PPO Training

Pure-JAX PPO training for the Kolmogorov and turbulent channel environments, based on purejaxrl with HydroGym integrations (VecEnv, normalization wrappers, etc.).

Setting up the JAX Environment

We begin by setting up the JAX environment with all required software dependencies:

import argparse
import pickle
from typing import NamedTuple, Sequence

import distrax
import flax.linen as nn
import flax.serialization
import jax
import jax.numpy as jnp
import matplotlib.pyplot as plt
import numpy as np
import optax

From HydroGym, we will need first need the functions to wrap the environment in a VecEnv and normalize the observations and rewards.

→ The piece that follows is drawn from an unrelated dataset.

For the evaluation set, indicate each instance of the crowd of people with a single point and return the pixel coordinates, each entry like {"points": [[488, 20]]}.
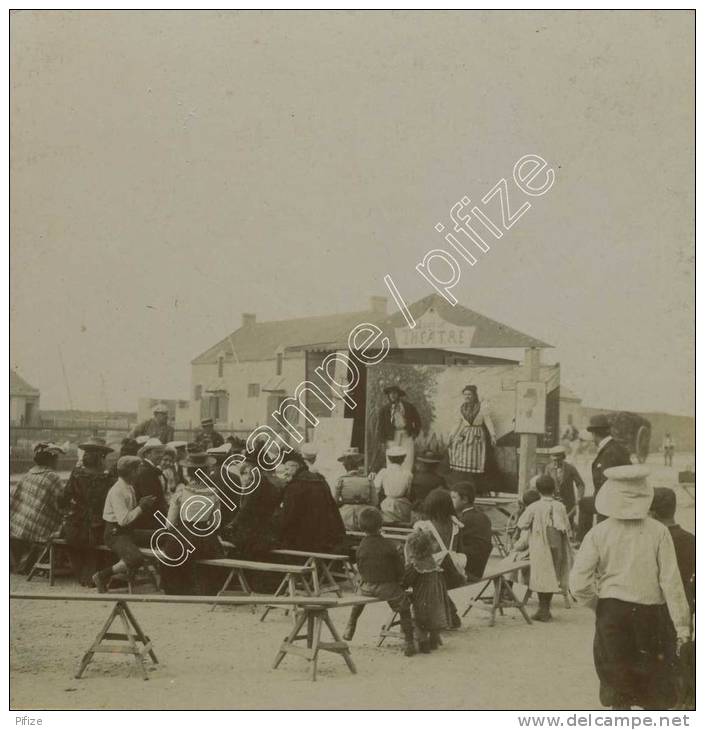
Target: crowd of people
{"points": [[633, 564]]}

from hydrogym.jax.env_core import ClipAction, LogWrapper, NormalizeVecObservation, NormalizeVecReward, VecEnv

Constructing the Reinforcement Learning Environment

To be able to construct the reinforcement learning environment, we then need to construct an utility function which takes in the environment configuration, and validated its configuration for the chosen case.

def make_env(config):
    """Instantiate the environment selected by config["ENV_NAME"]."""
    env_name = config.get("ENV_NAME", "kolmogorov").lower()
    if env_name == "kolmogorov":
        from hydrogym.jax.envs.kolmogorov import KolmogorovFlow

        env = KolmogorovFlow(env_config={}, flow_config={})
    elif env_name == "channel":
        from hydrogym.jax.envs.channel import ChannelFlowSpectralEnv

        env = ChannelFlowSpectralEnv(env_config={})
    else:
        raise ValueError(f"Unknown ENV_NAME: {env_name!r}. Choose 'kolmogorov' or 'channel'.")
    return env, env.default_params

In addition, we require utility functions around the saving and loading of the model

def save_model(params, filepath):
    with open(filepath, "wb") as f:
        # Using pickle to serialize params
        pickle.dump(flax.serialization.to_bytes(params), f)


def load_model(filepath):
    with open(filepath, "rb") as f:
        # Deserialize params using pickle
        params_bytes = pickle.load(f)
        params = flax.serialization.from_bytes(None, params_bytes)
    return params

Defining Reinforcement Learning Training

For the reinforcement learning training, we will need to first define an Actor-Critic network, before we can move on to define the transition, and then conclude by defining the actual training loop finally.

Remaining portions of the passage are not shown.